Hammell is a speaker with Atlantic Prevention Resources, which works to prevent drunk driving. After her son’s death, which happened several months before Hammell graduated from Rowan, she gave up plans to teach elementary school. When Kathy McFadden of Atlantic Prevention Resources asked Hammell to speak at the mandatory classes for DWI convicts in New Jersey, Hammell jumped at the chance. “When she asked, it was like a major “yes” in my soul.”

Hammell became a regular speaker at these classes, and is nearing completion of a book on her experience, which she plans to call, That You May Know God Has a Purpose. After Matt’s death, she began keeping a journal of the good things that have come since the tragedy. This comprises most of the book, along with descriptions of the pain of the first year. “Not that it’s easy now,” says Hammell, “but it’s easier. You can never get over it, but you can move beyond.” The book concludes with a section on forgiveness. Hammell hopes its publication will reach others who are troubled.

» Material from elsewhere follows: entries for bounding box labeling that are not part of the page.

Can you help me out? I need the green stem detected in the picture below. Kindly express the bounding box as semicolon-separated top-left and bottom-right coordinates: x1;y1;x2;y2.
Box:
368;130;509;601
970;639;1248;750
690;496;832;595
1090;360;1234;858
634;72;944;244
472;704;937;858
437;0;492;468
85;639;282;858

Throughout Matt’s youth, he had a similar desire to help others. As a member of his school’s junior varsity baseball team, he helped the freshmen players both on and off the field. His role model was his mother, who would ‘casually counsel’ friends and neighbors.

Hammell’s helping spirit is ever apparent. “My favorite thing to do is talk to convicted drunk drivers,” she laughs, and adds, “I see them crying and know that I’ve changed and helped at least some of them.” Some, she admits, sit impassively, but Hammell says it’s worth it if she reaches one person.

Occasionally she hears from her former ‘students.’ According to Hammell, several people quit drinking immediately after hearing her presentation. One day, a waitress at a diner recognized Hammell from her DWI classes and the two started talking. “She went on and on about how that class had impacted her,” Hammell says. “It’s not easy,” she says of her speaking engagements, “but the fruit of it is so great. I rejoice in the fact that things are changing.”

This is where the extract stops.